SOME TRUTH THERE. THERE ARE SHIFTS IN FINANCIAL
ASSETS FROM BUSINESS TO HOUSEHOLDS, BUT THE NET IS
STILL 0.

This applies not only to gains in direct holdings of
stocks but also to the inside buildup in pension funds
and 401(k) plans. While the original cash paid into
these plans is counted in income, the
later-and-often-much-bigger cash outflow from these
plans is not part of personal disposable income even
though it is available for consumption and investment.

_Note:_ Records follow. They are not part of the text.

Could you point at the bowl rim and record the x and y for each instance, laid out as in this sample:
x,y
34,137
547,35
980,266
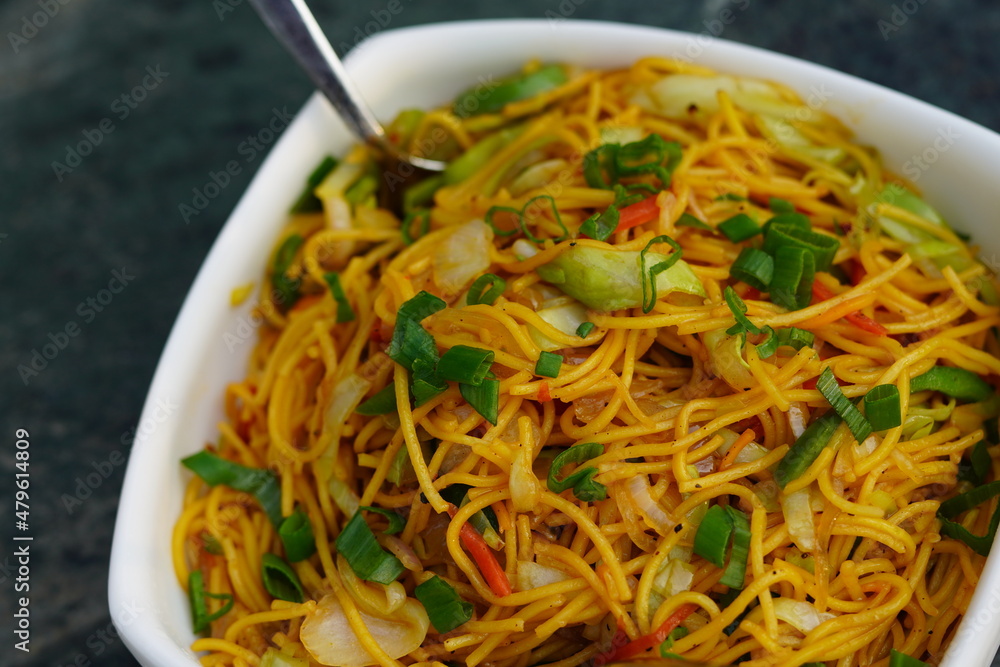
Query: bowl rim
x,y
146,634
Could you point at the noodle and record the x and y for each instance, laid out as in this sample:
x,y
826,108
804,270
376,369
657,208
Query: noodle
x,y
683,407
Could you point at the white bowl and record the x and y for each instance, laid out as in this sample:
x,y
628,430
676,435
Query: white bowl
x,y
427,66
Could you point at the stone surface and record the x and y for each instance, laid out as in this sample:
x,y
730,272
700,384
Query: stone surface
x,y
210,75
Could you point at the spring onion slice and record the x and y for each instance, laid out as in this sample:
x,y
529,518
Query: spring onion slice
x,y
261,484
280,579
382,403
486,289
958,382
736,570
396,522
200,617
739,309
344,311
580,480
882,407
445,608
357,544
484,398
739,228
647,274
297,536
548,364
754,267
711,541
463,363
828,386
806,448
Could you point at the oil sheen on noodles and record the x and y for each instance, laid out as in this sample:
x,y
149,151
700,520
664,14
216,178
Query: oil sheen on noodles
x,y
760,362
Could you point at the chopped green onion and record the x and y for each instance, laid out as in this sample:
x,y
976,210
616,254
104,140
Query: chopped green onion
x,y
828,386
478,100
738,308
779,205
736,570
580,480
396,522
422,216
897,659
688,220
200,617
486,289
382,403
783,235
601,225
287,289
647,275
958,382
357,544
794,270
882,407
297,536
548,364
344,311
806,448
754,267
280,579
463,363
307,202
711,541
261,484
484,398
445,608
739,228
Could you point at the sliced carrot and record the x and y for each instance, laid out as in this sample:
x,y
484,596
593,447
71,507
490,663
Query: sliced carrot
x,y
637,213
745,439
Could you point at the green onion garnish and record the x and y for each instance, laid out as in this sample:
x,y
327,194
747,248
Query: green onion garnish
x,y
580,480
736,570
280,579
422,217
261,484
484,398
445,608
297,536
463,363
548,364
882,407
958,382
828,386
344,311
647,274
382,403
739,228
754,267
806,448
307,202
396,522
357,544
486,289
200,617
794,270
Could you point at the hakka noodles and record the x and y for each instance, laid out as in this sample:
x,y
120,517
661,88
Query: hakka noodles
x,y
663,363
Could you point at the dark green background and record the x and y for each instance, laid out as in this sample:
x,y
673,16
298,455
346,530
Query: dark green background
x,y
61,240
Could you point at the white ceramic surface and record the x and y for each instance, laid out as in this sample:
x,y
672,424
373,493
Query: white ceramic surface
x,y
426,66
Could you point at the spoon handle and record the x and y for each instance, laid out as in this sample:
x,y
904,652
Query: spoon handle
x,y
296,27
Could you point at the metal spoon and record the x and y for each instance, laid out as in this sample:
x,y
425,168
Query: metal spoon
x,y
296,27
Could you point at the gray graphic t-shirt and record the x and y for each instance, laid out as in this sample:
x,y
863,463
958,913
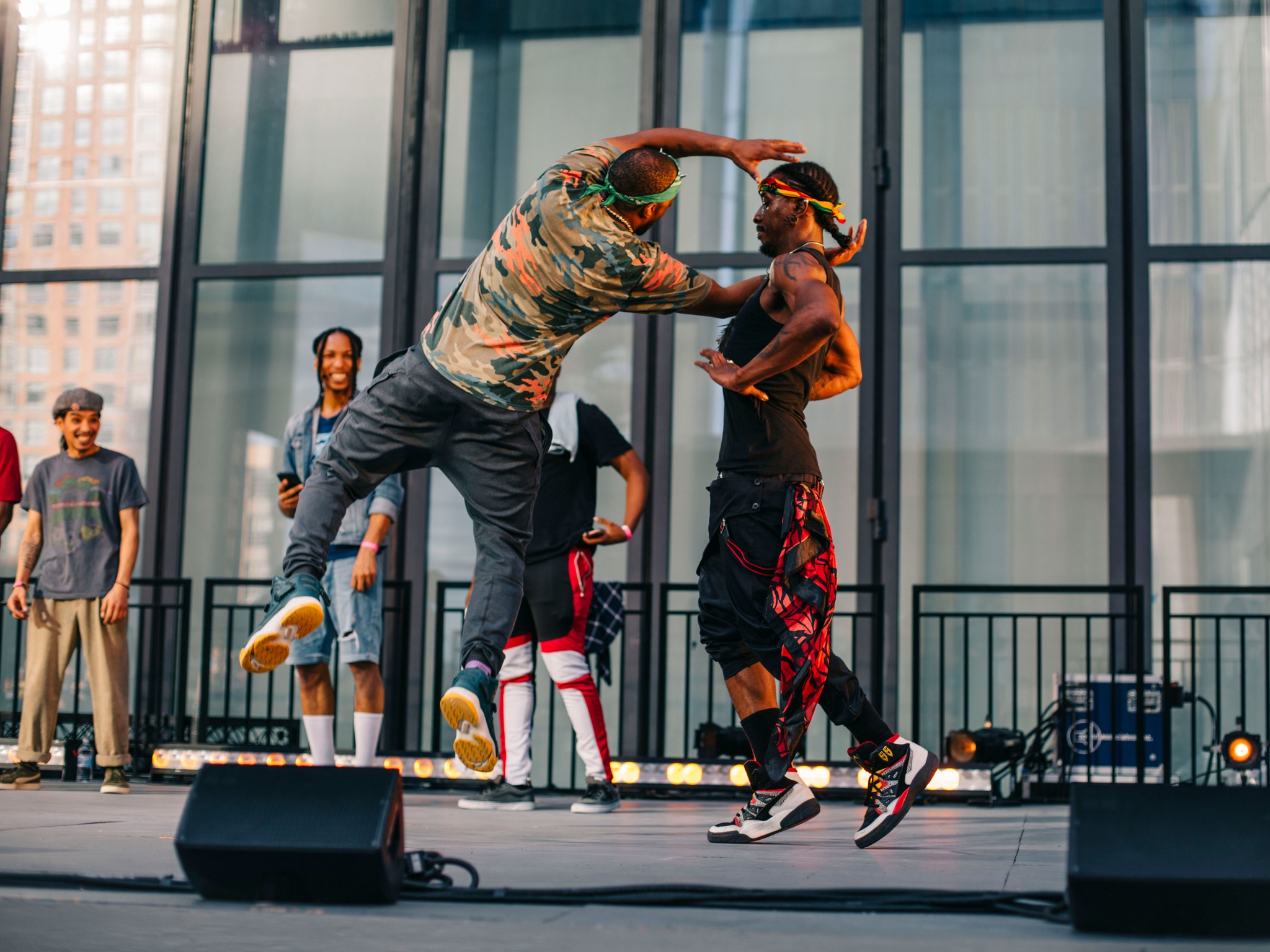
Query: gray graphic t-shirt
x,y
79,501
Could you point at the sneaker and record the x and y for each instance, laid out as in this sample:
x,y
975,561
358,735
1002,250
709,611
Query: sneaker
x,y
20,776
901,771
769,811
500,795
295,611
469,708
601,798
116,781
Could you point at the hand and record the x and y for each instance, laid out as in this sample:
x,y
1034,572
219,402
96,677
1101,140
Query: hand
x,y
855,242
748,152
610,534
18,604
115,606
288,499
365,569
724,372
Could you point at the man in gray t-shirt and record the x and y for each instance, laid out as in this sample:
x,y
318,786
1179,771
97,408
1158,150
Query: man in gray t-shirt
x,y
83,509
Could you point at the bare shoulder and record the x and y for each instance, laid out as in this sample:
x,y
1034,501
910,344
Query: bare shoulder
x,y
796,268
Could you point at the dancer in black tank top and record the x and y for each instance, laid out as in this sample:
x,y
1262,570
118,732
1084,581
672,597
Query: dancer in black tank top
x,y
768,579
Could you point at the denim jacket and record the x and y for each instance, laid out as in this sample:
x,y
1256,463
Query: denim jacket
x,y
298,457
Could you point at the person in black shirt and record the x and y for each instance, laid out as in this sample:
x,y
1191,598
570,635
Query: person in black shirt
x,y
558,589
768,579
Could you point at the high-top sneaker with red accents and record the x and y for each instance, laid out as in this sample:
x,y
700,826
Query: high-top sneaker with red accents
x,y
773,808
900,772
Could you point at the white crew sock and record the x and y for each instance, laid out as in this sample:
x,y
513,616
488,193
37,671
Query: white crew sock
x,y
322,739
366,730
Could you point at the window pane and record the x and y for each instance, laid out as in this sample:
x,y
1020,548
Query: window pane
x,y
1003,426
87,131
253,368
1002,125
734,82
698,431
52,337
526,83
298,133
1208,117
1210,423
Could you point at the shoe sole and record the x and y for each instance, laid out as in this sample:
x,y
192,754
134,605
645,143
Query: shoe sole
x,y
265,651
473,746
482,805
595,808
915,791
797,816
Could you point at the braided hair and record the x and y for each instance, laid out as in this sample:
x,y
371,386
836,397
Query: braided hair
x,y
321,345
817,182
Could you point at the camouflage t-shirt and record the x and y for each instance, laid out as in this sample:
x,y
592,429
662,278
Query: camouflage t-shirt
x,y
557,267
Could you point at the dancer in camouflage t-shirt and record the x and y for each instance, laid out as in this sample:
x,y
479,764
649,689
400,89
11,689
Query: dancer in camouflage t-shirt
x,y
465,399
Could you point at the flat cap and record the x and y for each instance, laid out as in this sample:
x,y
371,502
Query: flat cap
x,y
76,399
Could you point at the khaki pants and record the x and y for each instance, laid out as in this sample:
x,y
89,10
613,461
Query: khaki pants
x,y
56,626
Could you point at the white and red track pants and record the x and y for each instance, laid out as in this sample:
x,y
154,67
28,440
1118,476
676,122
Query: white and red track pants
x,y
554,615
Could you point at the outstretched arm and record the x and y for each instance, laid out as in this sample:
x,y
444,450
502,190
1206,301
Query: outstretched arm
x,y
841,371
814,319
746,152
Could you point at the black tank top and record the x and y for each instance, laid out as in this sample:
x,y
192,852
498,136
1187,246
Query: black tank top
x,y
770,438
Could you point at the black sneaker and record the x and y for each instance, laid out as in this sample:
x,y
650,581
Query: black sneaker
x,y
901,771
500,795
769,811
601,798
20,776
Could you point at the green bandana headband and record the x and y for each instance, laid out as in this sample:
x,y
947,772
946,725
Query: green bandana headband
x,y
613,195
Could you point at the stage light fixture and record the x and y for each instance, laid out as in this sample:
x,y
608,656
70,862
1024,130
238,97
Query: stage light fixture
x,y
1241,751
990,746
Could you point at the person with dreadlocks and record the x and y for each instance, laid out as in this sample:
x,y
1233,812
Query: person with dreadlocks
x,y
351,573
468,397
768,579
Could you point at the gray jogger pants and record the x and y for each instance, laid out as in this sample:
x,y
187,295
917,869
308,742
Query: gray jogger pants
x,y
411,418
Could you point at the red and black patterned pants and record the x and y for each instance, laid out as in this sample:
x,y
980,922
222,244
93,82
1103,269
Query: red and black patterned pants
x,y
768,584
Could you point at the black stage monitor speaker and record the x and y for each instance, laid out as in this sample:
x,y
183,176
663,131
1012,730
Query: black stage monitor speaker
x,y
1176,861
294,834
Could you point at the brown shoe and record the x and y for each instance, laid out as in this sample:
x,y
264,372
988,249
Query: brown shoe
x,y
116,781
20,776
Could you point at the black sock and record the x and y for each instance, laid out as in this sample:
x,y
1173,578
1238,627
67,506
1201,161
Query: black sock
x,y
758,731
870,726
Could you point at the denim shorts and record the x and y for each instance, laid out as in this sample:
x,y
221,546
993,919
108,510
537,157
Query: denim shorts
x,y
356,620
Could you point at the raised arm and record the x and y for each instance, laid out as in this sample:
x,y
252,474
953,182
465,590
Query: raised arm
x,y
814,319
841,371
746,152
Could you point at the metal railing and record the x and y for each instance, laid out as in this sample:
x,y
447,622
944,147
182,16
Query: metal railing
x,y
691,684
158,667
239,708
1217,646
1009,666
556,764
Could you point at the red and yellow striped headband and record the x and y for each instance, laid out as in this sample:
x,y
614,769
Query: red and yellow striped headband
x,y
783,188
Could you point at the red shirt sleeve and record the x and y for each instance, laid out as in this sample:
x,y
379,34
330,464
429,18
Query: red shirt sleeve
x,y
11,471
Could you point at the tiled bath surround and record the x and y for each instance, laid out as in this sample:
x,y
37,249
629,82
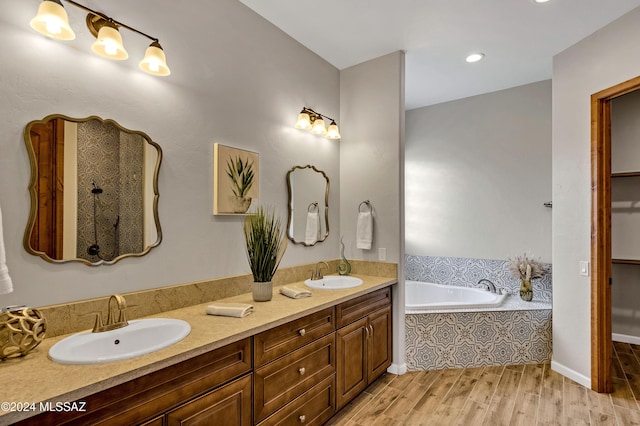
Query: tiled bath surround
x,y
483,338
467,272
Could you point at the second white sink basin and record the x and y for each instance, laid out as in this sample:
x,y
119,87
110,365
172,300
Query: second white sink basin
x,y
138,338
334,282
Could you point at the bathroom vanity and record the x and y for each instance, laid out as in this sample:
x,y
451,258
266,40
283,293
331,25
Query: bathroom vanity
x,y
301,368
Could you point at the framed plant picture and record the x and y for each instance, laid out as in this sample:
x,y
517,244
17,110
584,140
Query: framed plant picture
x,y
235,180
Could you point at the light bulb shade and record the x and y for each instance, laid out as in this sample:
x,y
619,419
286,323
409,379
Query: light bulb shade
x,y
155,61
109,44
318,126
332,131
304,121
52,21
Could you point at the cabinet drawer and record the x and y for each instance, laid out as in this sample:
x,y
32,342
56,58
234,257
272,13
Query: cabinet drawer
x,y
230,405
313,408
281,340
143,398
280,381
362,306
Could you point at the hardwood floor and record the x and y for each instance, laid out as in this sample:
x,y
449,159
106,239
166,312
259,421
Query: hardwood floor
x,y
529,394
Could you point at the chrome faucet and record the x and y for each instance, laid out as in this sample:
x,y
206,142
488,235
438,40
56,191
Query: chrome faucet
x,y
316,274
488,284
112,323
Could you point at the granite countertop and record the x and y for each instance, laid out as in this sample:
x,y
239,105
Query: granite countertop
x,y
34,378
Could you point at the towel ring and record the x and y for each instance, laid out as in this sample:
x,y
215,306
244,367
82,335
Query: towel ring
x,y
366,203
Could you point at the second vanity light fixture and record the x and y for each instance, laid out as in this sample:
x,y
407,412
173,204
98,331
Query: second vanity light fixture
x,y
52,21
308,119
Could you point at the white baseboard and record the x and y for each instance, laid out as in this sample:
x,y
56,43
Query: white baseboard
x,y
625,338
572,374
398,369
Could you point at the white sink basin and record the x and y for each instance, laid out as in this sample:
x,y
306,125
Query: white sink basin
x,y
334,282
138,338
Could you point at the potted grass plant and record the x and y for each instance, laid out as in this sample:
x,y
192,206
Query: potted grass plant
x,y
265,242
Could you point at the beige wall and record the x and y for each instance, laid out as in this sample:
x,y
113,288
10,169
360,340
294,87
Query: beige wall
x,y
371,168
236,79
478,171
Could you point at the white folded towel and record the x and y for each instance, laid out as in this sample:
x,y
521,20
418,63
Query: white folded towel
x,y
6,286
364,230
311,231
238,310
295,292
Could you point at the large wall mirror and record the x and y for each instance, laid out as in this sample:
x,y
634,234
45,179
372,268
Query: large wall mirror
x,y
94,190
308,221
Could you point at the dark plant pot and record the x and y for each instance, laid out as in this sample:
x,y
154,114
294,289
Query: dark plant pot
x,y
262,291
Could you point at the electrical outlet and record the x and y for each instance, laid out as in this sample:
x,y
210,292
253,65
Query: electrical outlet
x,y
382,254
584,268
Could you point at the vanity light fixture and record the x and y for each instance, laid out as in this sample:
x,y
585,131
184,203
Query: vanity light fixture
x,y
475,57
308,119
52,21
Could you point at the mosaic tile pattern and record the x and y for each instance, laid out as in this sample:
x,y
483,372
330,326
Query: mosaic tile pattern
x,y
474,339
466,272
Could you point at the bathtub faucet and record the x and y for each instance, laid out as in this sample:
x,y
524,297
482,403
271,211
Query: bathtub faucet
x,y
488,284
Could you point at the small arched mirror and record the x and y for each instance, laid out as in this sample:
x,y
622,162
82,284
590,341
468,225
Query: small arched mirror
x,y
308,221
94,190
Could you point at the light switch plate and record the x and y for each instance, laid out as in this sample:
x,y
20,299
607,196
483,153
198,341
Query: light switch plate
x,y
382,254
584,268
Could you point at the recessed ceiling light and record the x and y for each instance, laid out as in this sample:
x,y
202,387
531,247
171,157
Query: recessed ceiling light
x,y
475,57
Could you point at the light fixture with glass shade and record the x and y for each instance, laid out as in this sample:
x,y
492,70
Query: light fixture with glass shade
x,y
154,61
52,21
309,119
108,43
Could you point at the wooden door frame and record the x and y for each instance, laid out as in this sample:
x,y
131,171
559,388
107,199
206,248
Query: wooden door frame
x,y
601,344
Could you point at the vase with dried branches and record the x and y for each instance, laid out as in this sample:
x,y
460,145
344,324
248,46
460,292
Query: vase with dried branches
x,y
526,268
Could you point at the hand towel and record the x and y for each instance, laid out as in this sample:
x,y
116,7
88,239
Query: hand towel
x,y
6,286
295,292
237,310
364,230
311,231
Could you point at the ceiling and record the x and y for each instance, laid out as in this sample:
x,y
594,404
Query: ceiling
x,y
518,37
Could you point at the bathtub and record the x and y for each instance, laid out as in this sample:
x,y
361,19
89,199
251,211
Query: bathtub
x,y
424,297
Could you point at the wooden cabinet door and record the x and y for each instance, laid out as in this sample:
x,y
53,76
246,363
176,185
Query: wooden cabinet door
x,y
379,343
229,405
351,361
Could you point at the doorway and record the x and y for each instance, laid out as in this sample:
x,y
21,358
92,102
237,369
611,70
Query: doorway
x,y
601,342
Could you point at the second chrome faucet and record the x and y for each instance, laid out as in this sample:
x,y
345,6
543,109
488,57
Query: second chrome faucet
x,y
112,323
316,274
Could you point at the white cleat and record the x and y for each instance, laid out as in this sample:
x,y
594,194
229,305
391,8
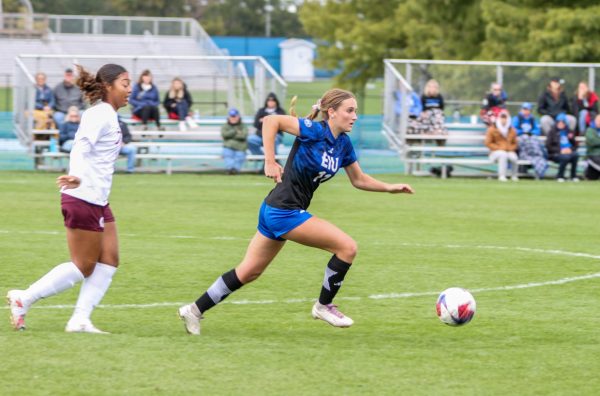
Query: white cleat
x,y
86,326
330,314
18,309
191,318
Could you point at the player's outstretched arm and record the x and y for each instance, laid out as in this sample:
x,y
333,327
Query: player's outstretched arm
x,y
271,125
362,181
68,181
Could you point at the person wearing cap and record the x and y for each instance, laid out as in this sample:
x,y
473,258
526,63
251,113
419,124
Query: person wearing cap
x,y
66,94
562,148
234,134
552,102
524,122
68,129
592,144
271,107
585,106
44,102
493,104
501,139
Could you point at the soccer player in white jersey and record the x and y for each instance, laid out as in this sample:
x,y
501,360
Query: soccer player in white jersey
x,y
91,230
320,149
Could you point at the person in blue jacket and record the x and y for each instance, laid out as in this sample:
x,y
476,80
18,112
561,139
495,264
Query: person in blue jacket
x,y
525,122
415,107
145,100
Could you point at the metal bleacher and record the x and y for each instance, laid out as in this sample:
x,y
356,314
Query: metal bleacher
x,y
169,47
463,84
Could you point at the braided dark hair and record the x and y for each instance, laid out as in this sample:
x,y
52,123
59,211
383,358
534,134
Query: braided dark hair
x,y
94,86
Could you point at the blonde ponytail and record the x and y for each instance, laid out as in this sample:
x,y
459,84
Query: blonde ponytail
x,y
293,106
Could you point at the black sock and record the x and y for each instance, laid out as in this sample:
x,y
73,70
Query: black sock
x,y
218,291
334,277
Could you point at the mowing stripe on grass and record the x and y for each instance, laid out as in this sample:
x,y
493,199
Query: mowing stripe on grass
x,y
529,285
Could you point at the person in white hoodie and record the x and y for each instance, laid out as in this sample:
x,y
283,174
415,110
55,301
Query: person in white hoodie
x,y
91,230
501,139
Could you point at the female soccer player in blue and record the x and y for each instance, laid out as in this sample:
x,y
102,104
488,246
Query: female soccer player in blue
x,y
321,148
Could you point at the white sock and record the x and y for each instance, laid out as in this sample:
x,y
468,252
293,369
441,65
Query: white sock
x,y
60,278
92,290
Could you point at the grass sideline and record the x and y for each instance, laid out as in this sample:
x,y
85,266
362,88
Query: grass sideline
x,y
179,233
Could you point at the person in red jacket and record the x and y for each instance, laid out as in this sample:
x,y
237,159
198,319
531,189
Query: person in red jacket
x,y
584,106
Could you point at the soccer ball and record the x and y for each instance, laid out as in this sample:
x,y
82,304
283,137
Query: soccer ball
x,y
455,306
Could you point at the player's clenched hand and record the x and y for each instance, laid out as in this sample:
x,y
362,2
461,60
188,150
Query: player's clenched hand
x,y
400,188
67,181
274,171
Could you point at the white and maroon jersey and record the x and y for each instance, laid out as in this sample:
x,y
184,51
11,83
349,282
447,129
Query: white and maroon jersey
x,y
95,150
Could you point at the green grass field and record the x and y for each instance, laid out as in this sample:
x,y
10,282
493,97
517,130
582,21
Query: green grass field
x,y
179,233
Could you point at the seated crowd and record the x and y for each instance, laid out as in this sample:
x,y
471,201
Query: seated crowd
x,y
510,140
60,108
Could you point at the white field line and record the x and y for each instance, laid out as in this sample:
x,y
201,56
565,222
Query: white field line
x,y
529,285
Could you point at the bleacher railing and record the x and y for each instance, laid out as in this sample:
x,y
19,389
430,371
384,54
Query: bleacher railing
x,y
114,25
210,79
464,84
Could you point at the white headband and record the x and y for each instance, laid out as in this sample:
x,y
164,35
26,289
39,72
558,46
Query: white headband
x,y
317,106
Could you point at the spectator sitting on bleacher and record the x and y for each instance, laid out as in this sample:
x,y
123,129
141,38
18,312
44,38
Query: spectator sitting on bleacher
x,y
178,103
552,103
126,148
234,134
431,120
493,103
501,139
415,107
68,129
562,148
145,100
524,122
44,101
592,143
530,147
271,106
585,106
66,94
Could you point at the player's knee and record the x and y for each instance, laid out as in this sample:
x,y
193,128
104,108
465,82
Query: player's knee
x,y
348,251
86,267
249,276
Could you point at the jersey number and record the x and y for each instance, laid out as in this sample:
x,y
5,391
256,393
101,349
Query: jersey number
x,y
322,177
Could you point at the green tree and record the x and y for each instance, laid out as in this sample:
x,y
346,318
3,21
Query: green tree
x,y
247,18
548,31
356,35
352,34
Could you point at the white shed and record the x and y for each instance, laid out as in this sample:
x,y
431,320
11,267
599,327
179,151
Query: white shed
x,y
297,60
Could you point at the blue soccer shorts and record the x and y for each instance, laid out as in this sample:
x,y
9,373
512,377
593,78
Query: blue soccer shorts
x,y
274,222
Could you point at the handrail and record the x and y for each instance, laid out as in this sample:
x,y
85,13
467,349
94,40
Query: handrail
x,y
489,63
24,70
397,74
158,57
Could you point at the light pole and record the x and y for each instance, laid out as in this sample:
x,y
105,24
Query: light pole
x,y
268,9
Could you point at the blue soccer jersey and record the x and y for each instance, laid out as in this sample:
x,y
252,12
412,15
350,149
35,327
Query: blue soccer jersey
x,y
316,156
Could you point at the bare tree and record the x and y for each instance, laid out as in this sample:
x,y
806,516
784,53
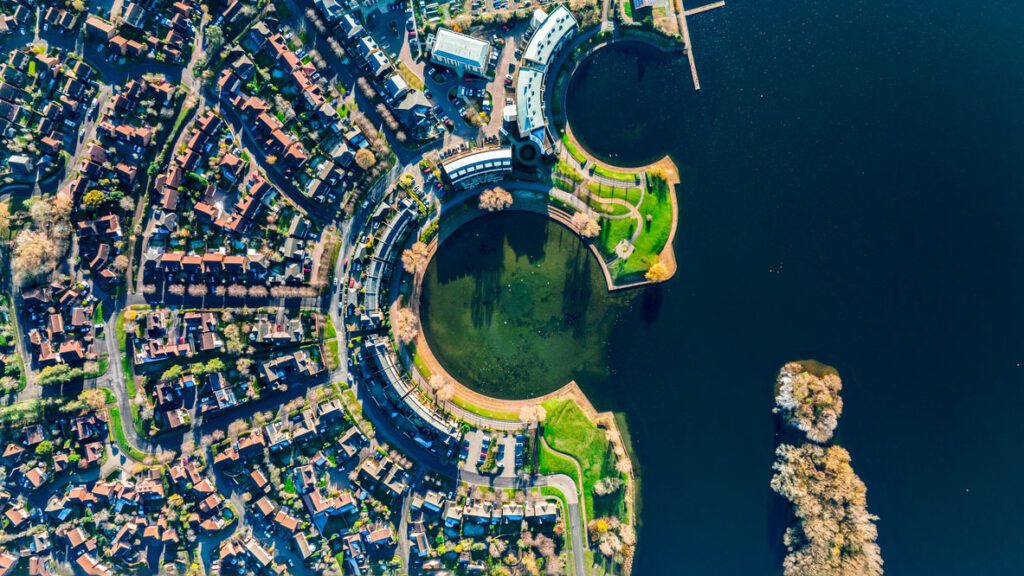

ACTUAL PAYMENTS RECEIVED BY INDIVIDUALS AREN'T PART OF
PERSONAL INCOME? NEWS TO ME, BUT HE MAY HAVE A POINT
HERE IF THAT'S THE CASE.

Because pension funds had big compound gains in the
'80s and '90s, they caused an increase in consumption
without a corresponding increase in personal income.
This artificially depressed personal saving as
pensions were paid and spent.

OK. BUT OF COURSE THOSE FINANCIAL ASSETS DID COME
FROM OTHER AGENTS- THE ONES WHO BOT THE EQUITIES, FOR
EXAMPLE, GAVE UP THEIR BANK DEPOSITS (OR BORROWED-
SAME THING) AND THE ONES WHO SOLD THE EQUITIES GOT THE
BANK DEPOSITS.


A separate problem with the concept that America is
running on empty is the definition of consumption,
which understates investment and household savings by
making no distinction between purchases for immediate
consumption and purchases with lasting value.

TRUE, BUT AGAIN, THAT IS NOT ABOUT NET FINANCIAL
ASSETS.

For example, consumption includes education. Even as
it has become an increasingly valuable investment in
human capital, buying it has pushed the savings rate
lower and lower. The absurd result: Spending less on
education would raise the "personal savings rate" even
though it would reduce future U.S. growth.
IF THE FUNDS SPENT GO TO OTHER PEOPLE THE NET
FINANCIAL ASSETS OF THE HOUSEHOLD SECTOR IS THE SAME.

The broader national saving rate (household and
corporate saving less government consumption) suffers
from some of the same drawbacks as the 1.1% personal
savings rate.

NO, WORSE THAN THAT, IT SIMPLY RESTATES THE TRADE GAP.
IT'S A THROW BACK TO GOLD STANDARD/FIXED FX TO CALL
GOVT SPENDING A DROP IN GOVT SAVINGS.

Consumption is defined broadly, income narrowly. This
depresses the national saving rate even though the
U.S. ownership of assets net of debt is high and
growing at a fast rate. For example, consumption
includes personal education plus corporate and
government training and R&D expenses, all of which
facilitate innovation and future growth.
TRUE, BUT SAME MIXED METAPHOR


National income doesn't include capital gains, the
increasing value of U.S. real estate, or the (rather
large) excess of the appreciation of U.S. assets
abroad over foreign assets in the U.S. Recognizing
these adjustments, the 2004 national saving rate of
13.7% of GDP and investment of 19.7% would both be
even higher and the current-account deficit gap
narrower (by at least the mark-to-market adjustment to
the net international debtor position).
AS ABOVE.

Many economists and politicians have been holding
their breath for years waiting for U.S. consumption
and investment growth to expire, even though household
savings isn't low and is unlikely to limit the
expansion.

FINANCIAL BURDENS RATIO EX MICROSOFT DIVIDEND IS
CLIMBING BACK TOWARDS HISTORIC HIGHS.

They explain each quarter's fast growth as the last
gasp of a nation running on empty. Rather than
worrying so much and so publicly about a shortage of
savings

DEBT SERVICE RATIOS DO MATTER!

or foreign withdrawals,

THIS REDUCES DEMAND IF NOT 'COUNTERED' WITH INCREASED
DEFICIT SPENDING OF DOMESTIC OR GOVT SECTOR.

we should be working hard to encourage more
innovation and engineering, less regulatory, tax and
structural drag,

YES.

more savings for those who haven't been saving,

THAT REDUCES DEMAND.

and fewer tax distortions of market-based savings
behavior.

????

Mr. Malpass is chief economist at Bear, Stearns.